Scavò e cercò, riportando a galla il ritmo schietto e cadenzato della Annen Polka, dei tempi in cui scriveva ogni parola in lettere sovrapposte, esprimendosi con la massima sincerità arrivando quasi a bucare il foglio, stratificando sempre più l'inchiostro in una parodia scontata degli ideogrammi cinesi.
Nel frattempo Franzesq era ancora metaforicamente dietro la lavagna, a rimuginare sugli esiti del suo sfogo. Attaccare lo scrittore aveva prodotto nient'altro che un capitolo e mezzo di abbandono, di per sè accettabile. L'unica vendetta possibile nei suoi confronti era stata l'indifferenza, sarebbe stato da intuire. Ora, priva del protagonista, la storia langueva nel limbo che possono capire solo i pulsanti di pausa dei videolettori, o gli addetti alle moviole.
-Cosa ho io? Ho una libertà che neanche mi immagino-, blaterava Franzesq, riempiendo di anidride carbonica l'aria circostante.
Una libertà che neanche immaginava, la libertà di non comparire.
(9)
-I'm the stupid entertainer- cantava Franzesq ed avrebbe continuato a farlo finché la narrazione ne avesse beneficiato, cioè finché lo spirito critico dello scrittore non avesse detto basta.
-I'm the stupid entertainer- canticchiava Franzesq incurante delle piccole frange corrugate che il getto continuo d'acqua iniziava a disegnare sulla sua pelle.
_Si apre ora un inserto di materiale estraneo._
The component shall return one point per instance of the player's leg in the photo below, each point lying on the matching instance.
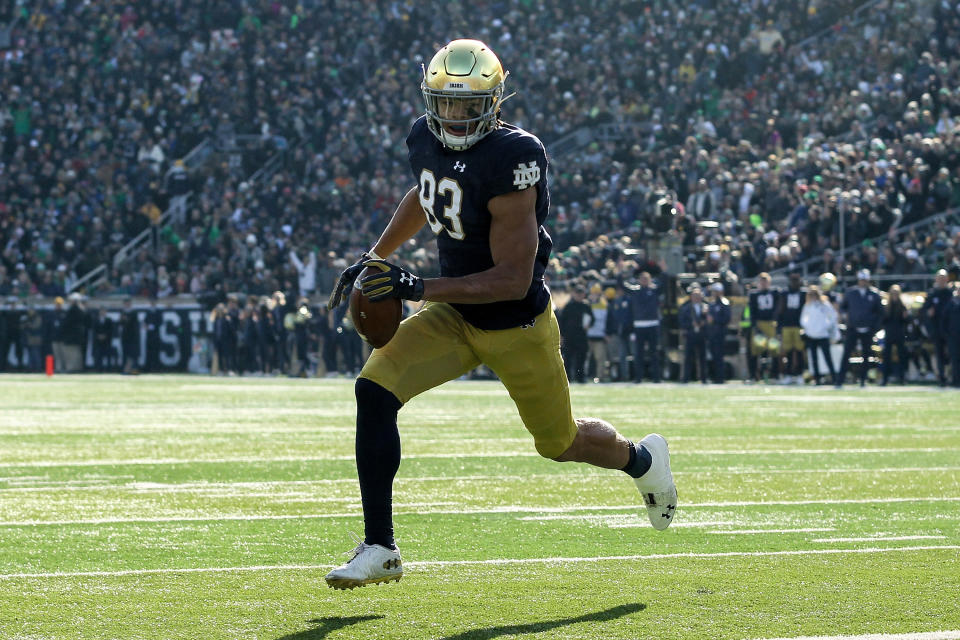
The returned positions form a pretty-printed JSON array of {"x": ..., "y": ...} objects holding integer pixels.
[
  {"x": 426, "y": 351},
  {"x": 527, "y": 361}
]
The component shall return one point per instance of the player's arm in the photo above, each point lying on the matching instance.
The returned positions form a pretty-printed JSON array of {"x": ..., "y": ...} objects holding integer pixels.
[
  {"x": 513, "y": 247},
  {"x": 407, "y": 220}
]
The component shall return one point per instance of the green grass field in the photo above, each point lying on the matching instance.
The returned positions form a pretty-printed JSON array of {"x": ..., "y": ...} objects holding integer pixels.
[{"x": 203, "y": 508}]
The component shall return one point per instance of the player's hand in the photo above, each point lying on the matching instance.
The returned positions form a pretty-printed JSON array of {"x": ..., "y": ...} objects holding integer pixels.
[
  {"x": 346, "y": 281},
  {"x": 392, "y": 282}
]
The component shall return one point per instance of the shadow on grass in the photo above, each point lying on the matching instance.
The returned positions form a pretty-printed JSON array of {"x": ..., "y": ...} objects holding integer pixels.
[
  {"x": 537, "y": 627},
  {"x": 326, "y": 626}
]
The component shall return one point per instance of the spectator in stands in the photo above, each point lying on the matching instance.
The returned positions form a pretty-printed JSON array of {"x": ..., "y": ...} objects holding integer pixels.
[{"x": 863, "y": 312}]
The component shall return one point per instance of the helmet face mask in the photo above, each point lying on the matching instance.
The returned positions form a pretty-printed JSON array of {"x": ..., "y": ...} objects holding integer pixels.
[{"x": 463, "y": 90}]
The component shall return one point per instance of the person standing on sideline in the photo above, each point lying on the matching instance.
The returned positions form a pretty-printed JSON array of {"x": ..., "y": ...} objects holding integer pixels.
[
  {"x": 950, "y": 327},
  {"x": 482, "y": 189},
  {"x": 55, "y": 328},
  {"x": 306, "y": 271},
  {"x": 693, "y": 320},
  {"x": 763, "y": 322},
  {"x": 597, "y": 334},
  {"x": 818, "y": 319},
  {"x": 130, "y": 338},
  {"x": 103, "y": 341},
  {"x": 931, "y": 315},
  {"x": 895, "y": 319},
  {"x": 74, "y": 335},
  {"x": 788, "y": 322},
  {"x": 620, "y": 328},
  {"x": 575, "y": 319},
  {"x": 645, "y": 304},
  {"x": 718, "y": 319},
  {"x": 863, "y": 309}
]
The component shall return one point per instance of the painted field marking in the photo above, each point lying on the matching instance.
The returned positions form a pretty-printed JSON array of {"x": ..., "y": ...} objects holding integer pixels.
[
  {"x": 490, "y": 562},
  {"x": 507, "y": 509},
  {"x": 879, "y": 539},
  {"x": 441, "y": 456},
  {"x": 742, "y": 532},
  {"x": 928, "y": 635},
  {"x": 190, "y": 487}
]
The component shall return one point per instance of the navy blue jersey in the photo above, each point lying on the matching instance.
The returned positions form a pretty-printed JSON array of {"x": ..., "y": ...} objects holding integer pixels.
[
  {"x": 454, "y": 189},
  {"x": 791, "y": 304},
  {"x": 763, "y": 305}
]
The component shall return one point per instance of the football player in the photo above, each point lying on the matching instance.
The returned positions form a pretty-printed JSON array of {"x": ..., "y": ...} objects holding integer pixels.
[
  {"x": 481, "y": 187},
  {"x": 763, "y": 324},
  {"x": 788, "y": 322}
]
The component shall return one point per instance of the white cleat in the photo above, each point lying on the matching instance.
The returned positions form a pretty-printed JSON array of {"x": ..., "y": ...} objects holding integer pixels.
[
  {"x": 371, "y": 564},
  {"x": 656, "y": 485}
]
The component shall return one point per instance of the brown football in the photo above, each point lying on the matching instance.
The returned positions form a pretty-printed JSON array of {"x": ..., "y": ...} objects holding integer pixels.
[{"x": 376, "y": 322}]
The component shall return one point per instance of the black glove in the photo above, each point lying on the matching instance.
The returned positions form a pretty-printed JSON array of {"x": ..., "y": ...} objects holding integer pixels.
[
  {"x": 346, "y": 281},
  {"x": 394, "y": 282}
]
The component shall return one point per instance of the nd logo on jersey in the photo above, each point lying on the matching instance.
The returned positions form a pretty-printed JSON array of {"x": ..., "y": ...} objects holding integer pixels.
[{"x": 526, "y": 175}]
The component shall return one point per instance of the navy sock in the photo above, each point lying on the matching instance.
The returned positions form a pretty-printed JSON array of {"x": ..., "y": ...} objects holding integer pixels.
[
  {"x": 378, "y": 458},
  {"x": 640, "y": 461}
]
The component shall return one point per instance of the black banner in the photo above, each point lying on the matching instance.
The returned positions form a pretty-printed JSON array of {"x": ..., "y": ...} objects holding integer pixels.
[{"x": 171, "y": 339}]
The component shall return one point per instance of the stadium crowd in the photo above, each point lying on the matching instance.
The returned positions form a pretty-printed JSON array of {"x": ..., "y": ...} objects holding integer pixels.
[{"x": 744, "y": 142}]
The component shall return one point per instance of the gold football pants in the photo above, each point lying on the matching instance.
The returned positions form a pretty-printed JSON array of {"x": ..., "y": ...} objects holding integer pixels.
[{"x": 436, "y": 345}]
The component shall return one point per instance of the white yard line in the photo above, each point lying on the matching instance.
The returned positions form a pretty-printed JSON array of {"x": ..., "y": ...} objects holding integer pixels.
[
  {"x": 929, "y": 635},
  {"x": 742, "y": 532},
  {"x": 441, "y": 456},
  {"x": 879, "y": 539},
  {"x": 491, "y": 562},
  {"x": 192, "y": 487},
  {"x": 507, "y": 509}
]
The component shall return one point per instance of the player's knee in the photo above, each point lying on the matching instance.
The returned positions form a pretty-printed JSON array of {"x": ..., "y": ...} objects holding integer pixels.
[{"x": 374, "y": 400}]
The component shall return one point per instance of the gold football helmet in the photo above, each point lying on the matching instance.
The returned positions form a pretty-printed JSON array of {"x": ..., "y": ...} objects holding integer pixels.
[{"x": 463, "y": 90}]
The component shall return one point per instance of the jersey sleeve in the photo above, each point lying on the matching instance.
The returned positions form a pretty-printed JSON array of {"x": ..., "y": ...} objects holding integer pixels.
[{"x": 521, "y": 163}]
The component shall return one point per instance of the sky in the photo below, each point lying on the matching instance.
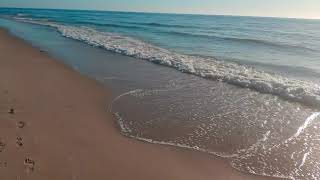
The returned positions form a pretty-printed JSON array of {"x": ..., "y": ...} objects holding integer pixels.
[{"x": 309, "y": 9}]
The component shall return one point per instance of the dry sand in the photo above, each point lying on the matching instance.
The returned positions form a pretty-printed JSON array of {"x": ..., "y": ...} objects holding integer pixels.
[{"x": 59, "y": 129}]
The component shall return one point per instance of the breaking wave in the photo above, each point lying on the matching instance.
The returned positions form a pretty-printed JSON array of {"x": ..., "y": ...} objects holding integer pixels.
[{"x": 243, "y": 76}]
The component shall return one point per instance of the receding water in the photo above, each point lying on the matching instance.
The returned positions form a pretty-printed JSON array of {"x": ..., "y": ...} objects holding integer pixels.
[{"x": 243, "y": 88}]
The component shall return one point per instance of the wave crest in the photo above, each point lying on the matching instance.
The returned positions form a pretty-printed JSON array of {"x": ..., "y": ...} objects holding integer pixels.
[{"x": 304, "y": 92}]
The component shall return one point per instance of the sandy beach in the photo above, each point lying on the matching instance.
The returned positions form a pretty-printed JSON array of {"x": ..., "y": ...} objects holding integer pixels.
[{"x": 54, "y": 125}]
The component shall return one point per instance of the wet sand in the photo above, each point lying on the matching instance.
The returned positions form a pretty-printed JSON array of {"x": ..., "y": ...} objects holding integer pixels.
[{"x": 54, "y": 125}]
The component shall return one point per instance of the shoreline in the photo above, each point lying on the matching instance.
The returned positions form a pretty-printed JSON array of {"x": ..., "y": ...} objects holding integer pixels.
[{"x": 60, "y": 128}]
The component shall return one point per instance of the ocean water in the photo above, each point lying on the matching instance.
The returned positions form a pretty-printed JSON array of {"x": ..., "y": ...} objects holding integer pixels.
[{"x": 243, "y": 88}]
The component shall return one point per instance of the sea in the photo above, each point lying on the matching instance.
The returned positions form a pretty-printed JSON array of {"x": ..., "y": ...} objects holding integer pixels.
[{"x": 246, "y": 89}]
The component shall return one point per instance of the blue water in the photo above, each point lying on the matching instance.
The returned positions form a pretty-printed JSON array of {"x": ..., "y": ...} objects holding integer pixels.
[
  {"x": 243, "y": 88},
  {"x": 266, "y": 42}
]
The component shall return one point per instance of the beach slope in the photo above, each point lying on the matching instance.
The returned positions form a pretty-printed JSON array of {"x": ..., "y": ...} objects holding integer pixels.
[{"x": 54, "y": 125}]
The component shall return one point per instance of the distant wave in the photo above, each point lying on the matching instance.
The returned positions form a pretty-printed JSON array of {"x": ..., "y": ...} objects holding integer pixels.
[
  {"x": 108, "y": 25},
  {"x": 162, "y": 25},
  {"x": 242, "y": 40},
  {"x": 304, "y": 92}
]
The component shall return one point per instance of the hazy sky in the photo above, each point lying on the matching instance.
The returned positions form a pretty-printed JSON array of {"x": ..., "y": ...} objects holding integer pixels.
[{"x": 278, "y": 8}]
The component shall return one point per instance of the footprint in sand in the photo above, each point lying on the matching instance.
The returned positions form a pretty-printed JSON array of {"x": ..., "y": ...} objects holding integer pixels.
[
  {"x": 19, "y": 142},
  {"x": 3, "y": 164},
  {"x": 21, "y": 124},
  {"x": 2, "y": 146},
  {"x": 30, "y": 164},
  {"x": 11, "y": 111}
]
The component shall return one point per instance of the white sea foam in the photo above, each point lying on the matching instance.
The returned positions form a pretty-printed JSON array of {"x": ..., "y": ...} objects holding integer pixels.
[{"x": 240, "y": 75}]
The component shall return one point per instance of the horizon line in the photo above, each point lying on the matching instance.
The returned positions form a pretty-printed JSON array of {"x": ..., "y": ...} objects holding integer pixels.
[{"x": 175, "y": 13}]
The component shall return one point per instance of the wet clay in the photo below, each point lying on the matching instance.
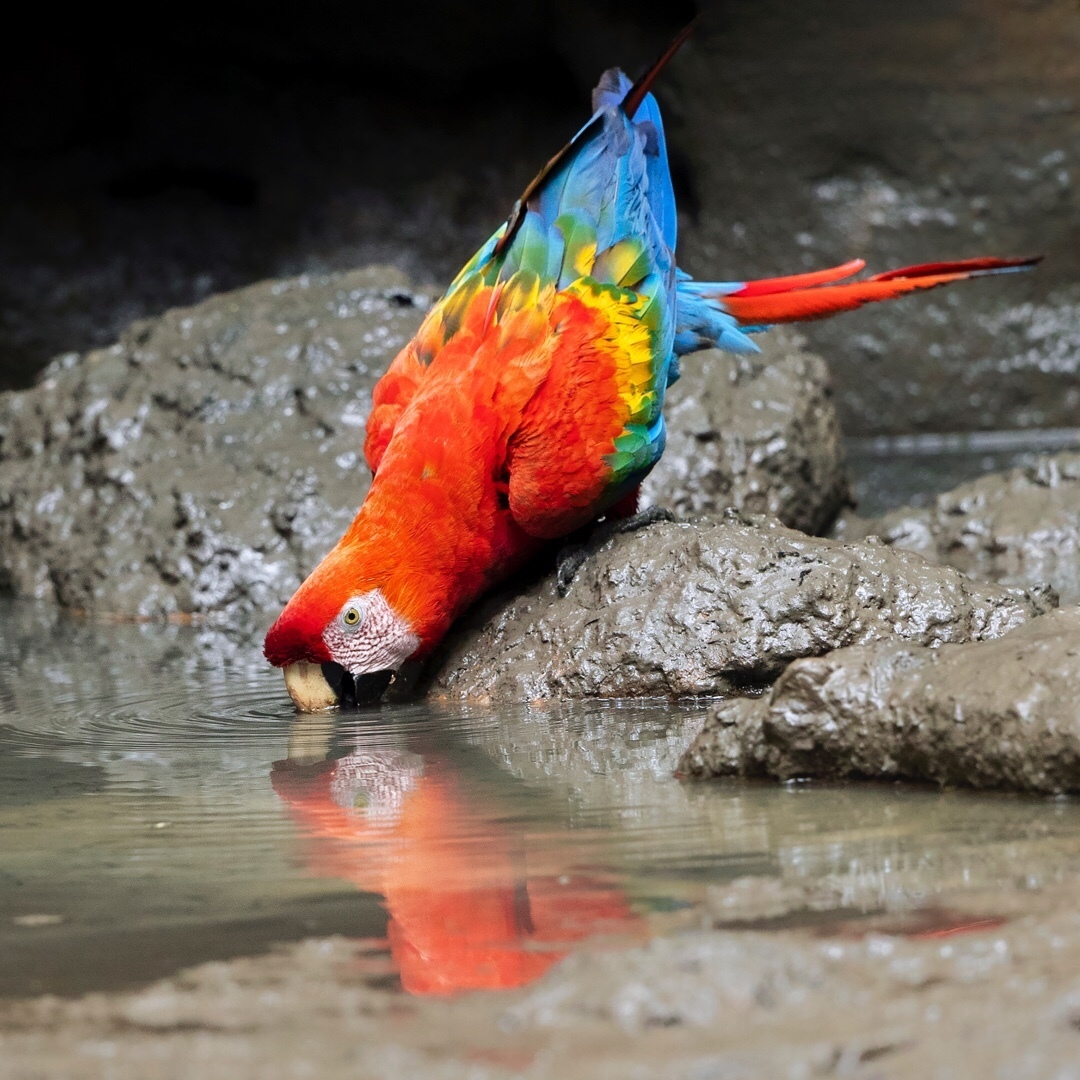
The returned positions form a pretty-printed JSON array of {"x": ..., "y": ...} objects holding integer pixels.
[
  {"x": 758, "y": 433},
  {"x": 711, "y": 607},
  {"x": 987, "y": 714},
  {"x": 1018, "y": 527},
  {"x": 208, "y": 460}
]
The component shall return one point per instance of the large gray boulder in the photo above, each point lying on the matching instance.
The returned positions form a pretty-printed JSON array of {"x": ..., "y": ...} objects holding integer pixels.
[
  {"x": 207, "y": 460},
  {"x": 757, "y": 433},
  {"x": 1018, "y": 527},
  {"x": 989, "y": 714},
  {"x": 713, "y": 607}
]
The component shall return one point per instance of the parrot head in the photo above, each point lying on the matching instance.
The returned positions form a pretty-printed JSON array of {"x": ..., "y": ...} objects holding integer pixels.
[{"x": 342, "y": 635}]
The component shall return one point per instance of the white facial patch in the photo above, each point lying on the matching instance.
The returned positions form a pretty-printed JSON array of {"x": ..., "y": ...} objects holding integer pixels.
[{"x": 367, "y": 635}]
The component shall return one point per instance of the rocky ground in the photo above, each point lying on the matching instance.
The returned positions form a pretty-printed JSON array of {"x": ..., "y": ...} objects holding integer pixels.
[
  {"x": 205, "y": 462},
  {"x": 1016, "y": 527}
]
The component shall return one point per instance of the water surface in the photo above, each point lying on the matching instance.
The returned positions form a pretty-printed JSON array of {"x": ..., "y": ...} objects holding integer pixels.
[{"x": 162, "y": 805}]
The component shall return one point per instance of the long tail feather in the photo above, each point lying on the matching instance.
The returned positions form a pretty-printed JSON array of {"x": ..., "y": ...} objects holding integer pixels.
[
  {"x": 806, "y": 296},
  {"x": 636, "y": 93}
]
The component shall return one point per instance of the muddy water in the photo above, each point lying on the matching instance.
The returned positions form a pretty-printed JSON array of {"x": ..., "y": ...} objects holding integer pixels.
[
  {"x": 161, "y": 805},
  {"x": 893, "y": 471}
]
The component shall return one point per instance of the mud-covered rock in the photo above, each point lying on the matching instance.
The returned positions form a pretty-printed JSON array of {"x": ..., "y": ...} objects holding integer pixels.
[
  {"x": 987, "y": 714},
  {"x": 711, "y": 607},
  {"x": 758, "y": 433},
  {"x": 1018, "y": 527},
  {"x": 206, "y": 460}
]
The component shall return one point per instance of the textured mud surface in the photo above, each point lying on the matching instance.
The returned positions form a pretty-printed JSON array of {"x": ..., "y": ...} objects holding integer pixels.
[
  {"x": 711, "y": 607},
  {"x": 207, "y": 461},
  {"x": 988, "y": 714},
  {"x": 757, "y": 433},
  {"x": 1020, "y": 528}
]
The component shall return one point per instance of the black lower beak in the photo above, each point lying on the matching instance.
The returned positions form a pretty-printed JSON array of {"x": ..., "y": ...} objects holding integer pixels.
[{"x": 355, "y": 689}]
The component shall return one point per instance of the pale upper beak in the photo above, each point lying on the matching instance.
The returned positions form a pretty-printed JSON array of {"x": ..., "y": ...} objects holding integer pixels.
[{"x": 316, "y": 687}]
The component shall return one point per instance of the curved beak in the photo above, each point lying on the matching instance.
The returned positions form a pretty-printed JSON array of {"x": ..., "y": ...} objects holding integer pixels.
[{"x": 316, "y": 687}]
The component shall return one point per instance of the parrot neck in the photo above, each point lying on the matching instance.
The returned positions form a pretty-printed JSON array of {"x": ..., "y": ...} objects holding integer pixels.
[{"x": 434, "y": 544}]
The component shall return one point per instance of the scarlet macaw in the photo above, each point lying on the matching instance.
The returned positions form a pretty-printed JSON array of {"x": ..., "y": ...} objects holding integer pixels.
[{"x": 529, "y": 403}]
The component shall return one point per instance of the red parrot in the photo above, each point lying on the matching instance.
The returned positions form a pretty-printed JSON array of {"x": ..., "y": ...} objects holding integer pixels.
[{"x": 529, "y": 403}]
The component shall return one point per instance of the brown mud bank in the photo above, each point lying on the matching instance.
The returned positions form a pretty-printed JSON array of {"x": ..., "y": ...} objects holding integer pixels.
[
  {"x": 206, "y": 461},
  {"x": 1017, "y": 527},
  {"x": 988, "y": 714}
]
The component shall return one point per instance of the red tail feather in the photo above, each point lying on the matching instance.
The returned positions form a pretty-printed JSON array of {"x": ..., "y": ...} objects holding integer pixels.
[{"x": 807, "y": 296}]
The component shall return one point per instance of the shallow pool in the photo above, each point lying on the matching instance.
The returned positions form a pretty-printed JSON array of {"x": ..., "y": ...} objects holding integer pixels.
[{"x": 161, "y": 805}]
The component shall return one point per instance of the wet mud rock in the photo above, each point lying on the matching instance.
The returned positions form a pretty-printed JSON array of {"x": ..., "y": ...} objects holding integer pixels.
[
  {"x": 712, "y": 607},
  {"x": 208, "y": 459},
  {"x": 988, "y": 714},
  {"x": 758, "y": 433},
  {"x": 1018, "y": 527}
]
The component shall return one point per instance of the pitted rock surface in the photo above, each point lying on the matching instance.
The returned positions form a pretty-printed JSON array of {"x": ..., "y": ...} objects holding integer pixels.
[
  {"x": 711, "y": 607},
  {"x": 987, "y": 714},
  {"x": 208, "y": 459},
  {"x": 758, "y": 433},
  {"x": 1020, "y": 527}
]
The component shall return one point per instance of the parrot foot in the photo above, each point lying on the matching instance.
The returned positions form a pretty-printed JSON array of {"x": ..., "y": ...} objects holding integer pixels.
[{"x": 572, "y": 557}]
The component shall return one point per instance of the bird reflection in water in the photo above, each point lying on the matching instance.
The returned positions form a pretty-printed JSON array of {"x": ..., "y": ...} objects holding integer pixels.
[{"x": 467, "y": 909}]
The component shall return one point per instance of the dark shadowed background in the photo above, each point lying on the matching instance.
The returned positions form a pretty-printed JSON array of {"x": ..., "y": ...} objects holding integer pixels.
[{"x": 146, "y": 165}]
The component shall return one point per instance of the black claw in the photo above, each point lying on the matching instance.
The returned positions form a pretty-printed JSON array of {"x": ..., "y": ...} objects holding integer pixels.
[{"x": 570, "y": 559}]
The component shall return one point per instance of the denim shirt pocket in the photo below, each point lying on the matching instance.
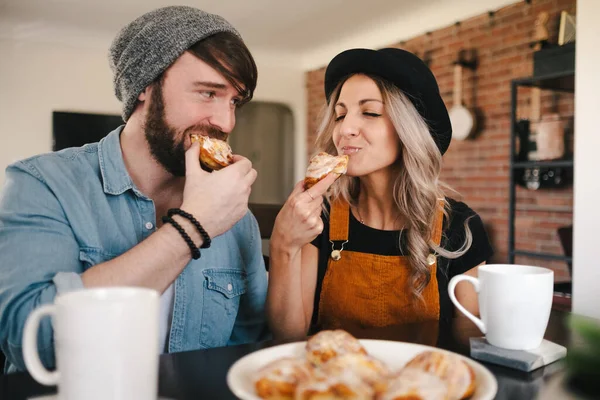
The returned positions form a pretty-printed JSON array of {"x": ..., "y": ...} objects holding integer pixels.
[
  {"x": 90, "y": 256},
  {"x": 222, "y": 291}
]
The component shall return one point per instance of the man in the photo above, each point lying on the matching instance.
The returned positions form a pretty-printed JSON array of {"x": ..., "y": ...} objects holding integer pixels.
[{"x": 92, "y": 216}]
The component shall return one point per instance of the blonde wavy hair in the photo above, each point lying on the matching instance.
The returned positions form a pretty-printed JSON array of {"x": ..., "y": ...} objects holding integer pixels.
[{"x": 417, "y": 188}]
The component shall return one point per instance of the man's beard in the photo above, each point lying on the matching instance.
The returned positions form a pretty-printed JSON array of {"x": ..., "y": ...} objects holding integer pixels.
[{"x": 167, "y": 144}]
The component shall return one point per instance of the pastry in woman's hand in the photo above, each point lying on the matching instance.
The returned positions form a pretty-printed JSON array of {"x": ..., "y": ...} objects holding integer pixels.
[
  {"x": 323, "y": 164},
  {"x": 215, "y": 154},
  {"x": 326, "y": 345},
  {"x": 279, "y": 379}
]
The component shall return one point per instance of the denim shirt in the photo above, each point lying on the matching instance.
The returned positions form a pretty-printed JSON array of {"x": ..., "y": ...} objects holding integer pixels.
[{"x": 63, "y": 212}]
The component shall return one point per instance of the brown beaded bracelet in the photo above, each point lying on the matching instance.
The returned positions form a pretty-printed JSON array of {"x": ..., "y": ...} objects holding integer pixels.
[
  {"x": 205, "y": 238},
  {"x": 193, "y": 249}
]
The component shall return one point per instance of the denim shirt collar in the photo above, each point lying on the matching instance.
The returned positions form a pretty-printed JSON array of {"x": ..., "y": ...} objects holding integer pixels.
[{"x": 116, "y": 179}]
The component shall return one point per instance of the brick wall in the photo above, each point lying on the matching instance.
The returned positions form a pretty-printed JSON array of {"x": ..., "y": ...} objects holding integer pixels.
[{"x": 478, "y": 167}]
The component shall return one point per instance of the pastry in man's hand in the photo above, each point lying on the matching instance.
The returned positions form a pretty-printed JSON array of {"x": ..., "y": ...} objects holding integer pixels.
[
  {"x": 215, "y": 154},
  {"x": 326, "y": 345},
  {"x": 321, "y": 165},
  {"x": 279, "y": 379},
  {"x": 415, "y": 384},
  {"x": 457, "y": 374}
]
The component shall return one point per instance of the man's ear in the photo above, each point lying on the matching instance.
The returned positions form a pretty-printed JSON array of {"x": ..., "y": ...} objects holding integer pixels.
[{"x": 145, "y": 94}]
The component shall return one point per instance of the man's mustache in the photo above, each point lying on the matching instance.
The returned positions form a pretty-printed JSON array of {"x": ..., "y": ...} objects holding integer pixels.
[{"x": 206, "y": 130}]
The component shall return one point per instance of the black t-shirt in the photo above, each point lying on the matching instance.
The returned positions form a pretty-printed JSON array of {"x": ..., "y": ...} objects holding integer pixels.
[{"x": 364, "y": 239}]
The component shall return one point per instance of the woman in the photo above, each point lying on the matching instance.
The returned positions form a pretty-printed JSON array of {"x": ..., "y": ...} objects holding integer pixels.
[{"x": 400, "y": 238}]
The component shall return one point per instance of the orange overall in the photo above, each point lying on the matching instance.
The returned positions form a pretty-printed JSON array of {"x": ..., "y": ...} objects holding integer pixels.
[{"x": 370, "y": 290}]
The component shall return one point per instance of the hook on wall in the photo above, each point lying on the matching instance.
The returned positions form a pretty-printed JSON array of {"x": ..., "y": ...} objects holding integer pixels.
[
  {"x": 456, "y": 27},
  {"x": 491, "y": 19}
]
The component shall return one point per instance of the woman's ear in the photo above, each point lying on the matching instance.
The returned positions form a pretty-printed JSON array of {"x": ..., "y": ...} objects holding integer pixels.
[{"x": 144, "y": 94}]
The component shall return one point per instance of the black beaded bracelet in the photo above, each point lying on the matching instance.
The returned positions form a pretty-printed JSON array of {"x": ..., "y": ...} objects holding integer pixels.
[
  {"x": 205, "y": 238},
  {"x": 194, "y": 250}
]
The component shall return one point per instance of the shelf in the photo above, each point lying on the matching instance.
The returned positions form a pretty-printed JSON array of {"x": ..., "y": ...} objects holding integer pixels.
[
  {"x": 533, "y": 164},
  {"x": 536, "y": 208},
  {"x": 547, "y": 256},
  {"x": 563, "y": 82}
]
-I'm the stupid entertainer- cantava Franzesq, stando al gioco.
-I'm the stupid entertainer- cantava Franzesq, guardando le ore dei mortali scorrere imperterrite di fronte al suo sguardo cristallizzato, beato dell'attimo sublime d'immortalità che solo alle fantasie è concesso vivere.
-I'm the stupid entertainer- cantava Franzesq, riferito a tutti i passanti di questa strada trafficata intenti a misurare il cordoglio, intenti a valicare ogni accenno di pietà fino al proprio turno all'appello. Facci vedere cosa sai fare, cittadino tecnologico, dicevano gli occhi di Franzesq.
-I'm the stupid entertainer- cantava Franzesq e si trovò quasi a ridere, a pensare all'evidente falsità di quella messinscena. Lui non intratteneva proprio nessuno, perché semplicemente non appariva; non c'era alcuna immagine da fissare, non si sapeva neanche il colore dei suoi capelli, cosa vuoi allora che ne importi alla gente. Allora fece un gesto inaspettato, si passò la mano all'indietro, lentamente, sui suoi biondi capelli rasati, costringendo lo scrittore a seguire il gesto tra il compiacimento e lo sconforto, cioè con un sentire completamente privo di senso.
-I'm the stupid entertainer- cantava Franzesq, arrivando al culmine della noia, guardando la mano stranito come fosse tornata da un lungo viaggio. Gli venne da ridere, di nuovo, pensando al suo pubblico, ma ora non per la falsità, quanto per la pazienza regalata alla speranza, al cercare di cavare qualcosa da parole buttate molto più che a caso, con studiata negligenza. Rise, commosso, alla banalità brutale dell'esistere, alla sfacciata solitudine dei pensieri, all'intemperante presa di coscienza dell'assenza delle cose, e le invidiò. Mentre le sue labbra cantavano -I'm the stupid entertainer.